Google Apps users can expect to see significant improvements in the suite’s voice- and video-chat capabilities, as the company builds on Gmail’s current features in that area.
Gmail’s voice and video chats are now limited to one-to-one communications, but Google wants to broaden that capability to more than two participants and make it more robust all around for Apps.
“This [current Gmail capability] is the first step in a much broader set of features we hope to roll out over the next six to 12 months around video [and voice] chat capabilities,” said Rishi Chandra, a Google Apps product manager. “It’s a great opportunity for us to push that space along.”
Apps, a Web-hosted communication and collaboration suite for workplaces, is used by more than 20 million people in more than 2 million organizations.
In planning these enhancements, Google has decided not to add a separate application to the suite, Chandra said.
Instead, the experience of launching a voice or video chat session should flow seamlessly from within Gmail and mesh organically with the other Apps components. “It should be embedded in the core experience across the application set,” he said.
Google isn’t disclosing further details about its plans. The company acquired Web and video conferencing software in 2007 from Swedish company Marratech.
Beefing up video and voice communications within Gmail is a good decision because e-mail remains the most-used enterprise application by information workers, said Sheri McLeish, a Forrester Research analyst.
In a recent Forrester survey of 2,001 information workers in the U.S., 87 per cent said they use e-mail, and among those, almost all use it at least once every day. Almost 60 percent of respondents use it at least once every hour.
“People are in e-mail all the time, so efforts to offer solutions that sit outside of an inbox tend not to have tremendous success,” McLeish said.
Still, a significant spike in the use of multi-person video conferences on an ad hoc basis by thousands of end-users could have implications for the IT department, which may have to monitor network traffic and possibly provision more bandwidth, she said.
One area that Google hasn’t yet decided how to approach, if at all, is the popular trend among collaboration vendors of adding enterprise social-networking features to their software, adapting Twitter- and Facebook-like capabilities to a workplace setting.
“My feeling is that no one has really gotten it right,” Chandra said. “It’s one of the things we’re looking at to see if there’s a real opportunity there to improve how users communicate with each other and find information about other users.”
While it’s unclear whether Google Apps will even get an enterprise social-networking layer, Chandra offers some hints of what it could look like if it’s ever built. “Search has to be a critical aspect of it,” he said.
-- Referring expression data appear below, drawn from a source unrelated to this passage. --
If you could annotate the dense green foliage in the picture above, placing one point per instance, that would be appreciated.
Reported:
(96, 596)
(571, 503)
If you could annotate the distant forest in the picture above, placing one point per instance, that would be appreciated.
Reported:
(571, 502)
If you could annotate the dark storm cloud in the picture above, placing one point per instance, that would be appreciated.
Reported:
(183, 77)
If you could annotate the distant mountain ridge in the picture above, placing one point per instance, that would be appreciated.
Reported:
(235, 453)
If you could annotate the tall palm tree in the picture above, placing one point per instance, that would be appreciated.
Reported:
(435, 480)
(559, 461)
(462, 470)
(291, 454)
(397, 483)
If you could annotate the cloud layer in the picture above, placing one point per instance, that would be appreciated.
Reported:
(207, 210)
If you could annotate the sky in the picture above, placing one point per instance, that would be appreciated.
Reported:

In addition, the user experience would likely be woven into Gmail, so that end-users don’t have to go to a separate application to tune in to co-workers’ status updates and other notifications, he said.
A big benefit that enterprise social-networking layers can add to collaboration suites is a directory where employees create profiles stating their areas of expertise, McLeish said. “That can be a very useful thing, especially for an organization with thousands of employees when you’re trying to navigate and find the right resource” for a task or a project, she said.
Chandra points out that Apps users often create these profiles using the suite’s Sites application, which lets them build Web pages and sites whose content can then be searched.
Google has a consumer service called Google Profiles that seems close in functionality to these workplace “expertise badges,” but Chandra declined to say whether Google plans to adapt it for Apps.